This French Canadian feature by Jean Christophe Dessaint is the best kind of kids’ movie- funny, kinda twisted, a little dark, but also poignant and tender in a sincere, didn’t-come-from-the-mind-of-a-Hollywood-exec sort of way. It’s not actually a children’s movie so much as an animated movie which happens to be okay for kids to watch, which is pretty much what all “Children’s Films” should be.

Jour des Corneilles does what every great film does- it shows, rather than tells. It doesn’t bother with exposition, or try to explain any of the odd things we encounter in the forest as we follow this feral boy’s wanderings from one mysterious animal-person to the next. Even the opening scene grabs you by the balls, as Sam Fuller has always said movies should do: a crazed old man dumps a baby deep inside an animal’s burrow and abandons him in the middle of a thunderstorm. Cue the opening title.
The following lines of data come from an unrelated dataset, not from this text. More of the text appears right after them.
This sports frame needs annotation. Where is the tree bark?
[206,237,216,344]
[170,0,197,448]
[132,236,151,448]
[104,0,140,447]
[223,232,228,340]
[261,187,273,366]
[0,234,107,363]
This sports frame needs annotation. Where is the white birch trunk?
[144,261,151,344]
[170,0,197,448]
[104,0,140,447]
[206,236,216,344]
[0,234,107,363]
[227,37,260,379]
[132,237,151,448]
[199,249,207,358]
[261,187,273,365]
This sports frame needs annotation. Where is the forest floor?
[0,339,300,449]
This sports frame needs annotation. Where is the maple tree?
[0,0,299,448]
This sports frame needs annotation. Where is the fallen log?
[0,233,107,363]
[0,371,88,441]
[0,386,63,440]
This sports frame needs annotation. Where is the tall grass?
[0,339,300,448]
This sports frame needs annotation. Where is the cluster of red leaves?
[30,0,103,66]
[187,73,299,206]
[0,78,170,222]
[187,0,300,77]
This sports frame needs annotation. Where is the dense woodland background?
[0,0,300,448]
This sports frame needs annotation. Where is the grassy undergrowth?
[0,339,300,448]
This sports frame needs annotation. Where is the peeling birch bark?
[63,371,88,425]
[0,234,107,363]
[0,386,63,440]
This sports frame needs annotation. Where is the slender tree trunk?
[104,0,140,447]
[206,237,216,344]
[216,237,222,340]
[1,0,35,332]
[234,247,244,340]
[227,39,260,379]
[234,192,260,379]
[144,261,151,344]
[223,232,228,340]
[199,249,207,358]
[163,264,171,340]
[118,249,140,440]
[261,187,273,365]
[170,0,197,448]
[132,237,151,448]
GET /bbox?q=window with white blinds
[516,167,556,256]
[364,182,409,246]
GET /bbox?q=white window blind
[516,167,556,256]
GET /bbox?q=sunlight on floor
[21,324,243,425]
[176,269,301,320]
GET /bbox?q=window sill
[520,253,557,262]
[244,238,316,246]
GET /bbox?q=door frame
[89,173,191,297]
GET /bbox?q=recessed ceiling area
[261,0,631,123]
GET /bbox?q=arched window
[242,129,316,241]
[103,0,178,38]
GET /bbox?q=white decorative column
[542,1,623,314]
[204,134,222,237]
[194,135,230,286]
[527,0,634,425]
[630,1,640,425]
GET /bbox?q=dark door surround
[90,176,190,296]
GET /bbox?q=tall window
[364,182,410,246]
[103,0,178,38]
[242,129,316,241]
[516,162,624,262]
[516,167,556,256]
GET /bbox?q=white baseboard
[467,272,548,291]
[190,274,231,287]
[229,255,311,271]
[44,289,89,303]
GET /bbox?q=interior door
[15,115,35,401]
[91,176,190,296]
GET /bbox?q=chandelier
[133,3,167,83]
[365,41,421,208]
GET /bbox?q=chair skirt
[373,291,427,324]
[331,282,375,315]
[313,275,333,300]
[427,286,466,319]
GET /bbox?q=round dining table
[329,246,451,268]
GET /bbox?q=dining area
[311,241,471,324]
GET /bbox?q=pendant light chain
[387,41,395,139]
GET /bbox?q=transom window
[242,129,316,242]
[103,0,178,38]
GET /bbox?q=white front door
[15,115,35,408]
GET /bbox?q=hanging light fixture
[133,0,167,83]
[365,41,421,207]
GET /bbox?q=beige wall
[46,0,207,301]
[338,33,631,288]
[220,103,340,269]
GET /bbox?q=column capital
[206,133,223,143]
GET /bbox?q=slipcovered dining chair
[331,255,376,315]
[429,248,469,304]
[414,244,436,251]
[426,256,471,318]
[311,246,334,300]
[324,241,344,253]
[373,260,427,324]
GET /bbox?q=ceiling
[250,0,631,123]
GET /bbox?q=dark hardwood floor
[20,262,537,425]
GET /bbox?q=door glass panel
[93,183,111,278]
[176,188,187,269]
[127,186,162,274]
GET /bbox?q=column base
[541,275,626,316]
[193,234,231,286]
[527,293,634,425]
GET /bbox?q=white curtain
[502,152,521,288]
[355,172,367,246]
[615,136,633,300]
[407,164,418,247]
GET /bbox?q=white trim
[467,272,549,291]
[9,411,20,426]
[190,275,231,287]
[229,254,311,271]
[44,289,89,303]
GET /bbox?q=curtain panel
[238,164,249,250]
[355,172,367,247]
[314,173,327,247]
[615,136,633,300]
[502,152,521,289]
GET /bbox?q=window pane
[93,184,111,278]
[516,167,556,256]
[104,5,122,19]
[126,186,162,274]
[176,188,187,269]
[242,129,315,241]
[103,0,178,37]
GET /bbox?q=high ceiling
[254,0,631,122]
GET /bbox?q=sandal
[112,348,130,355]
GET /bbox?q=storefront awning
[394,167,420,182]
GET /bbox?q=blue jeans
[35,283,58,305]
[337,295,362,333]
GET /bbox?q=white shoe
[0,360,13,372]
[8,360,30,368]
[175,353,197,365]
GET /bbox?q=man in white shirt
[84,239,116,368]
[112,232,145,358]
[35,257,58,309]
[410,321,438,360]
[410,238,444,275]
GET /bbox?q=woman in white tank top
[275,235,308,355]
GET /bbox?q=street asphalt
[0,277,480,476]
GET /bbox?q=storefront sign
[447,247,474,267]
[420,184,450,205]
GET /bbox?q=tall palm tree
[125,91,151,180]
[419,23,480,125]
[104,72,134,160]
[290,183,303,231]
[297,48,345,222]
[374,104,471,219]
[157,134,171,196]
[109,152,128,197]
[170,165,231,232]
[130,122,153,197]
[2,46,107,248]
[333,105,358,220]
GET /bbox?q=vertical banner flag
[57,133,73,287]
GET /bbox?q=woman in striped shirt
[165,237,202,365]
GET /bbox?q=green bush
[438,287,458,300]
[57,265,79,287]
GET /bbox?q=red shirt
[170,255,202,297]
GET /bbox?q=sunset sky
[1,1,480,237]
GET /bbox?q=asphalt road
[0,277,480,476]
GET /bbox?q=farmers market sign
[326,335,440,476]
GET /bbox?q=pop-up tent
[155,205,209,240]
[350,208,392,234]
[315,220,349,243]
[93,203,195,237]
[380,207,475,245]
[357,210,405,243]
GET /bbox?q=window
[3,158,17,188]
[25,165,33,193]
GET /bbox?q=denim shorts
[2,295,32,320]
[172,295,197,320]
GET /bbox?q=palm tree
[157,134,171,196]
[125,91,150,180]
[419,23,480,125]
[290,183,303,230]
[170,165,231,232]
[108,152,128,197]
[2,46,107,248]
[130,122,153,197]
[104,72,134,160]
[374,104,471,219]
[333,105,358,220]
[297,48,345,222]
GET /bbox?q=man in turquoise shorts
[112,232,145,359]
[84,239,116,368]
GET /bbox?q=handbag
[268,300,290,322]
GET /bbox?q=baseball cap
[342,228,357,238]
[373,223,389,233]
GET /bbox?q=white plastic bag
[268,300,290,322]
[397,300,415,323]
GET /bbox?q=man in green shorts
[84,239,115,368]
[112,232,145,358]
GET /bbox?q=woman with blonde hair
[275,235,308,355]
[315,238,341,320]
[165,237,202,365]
But it’s not just dramatic storytelling- it’s the way characters are introduced, developed, and revealed. No one here is a stereotype, not either of the kids, nor the doctor, nor even the townsfolk that, at first, seem like the xenophobic, mob-mentality crowd you usually see in these movies. And even the father- a gruff, humorless jerk with no manners- is understood, and loved, by the end. While Disney and Pixar waste their money on one formulaic movie after another, Jour des Corneilles remembers why we make animated films in the first place- to tell the kind of story there’s no way to tell with actors and a camera.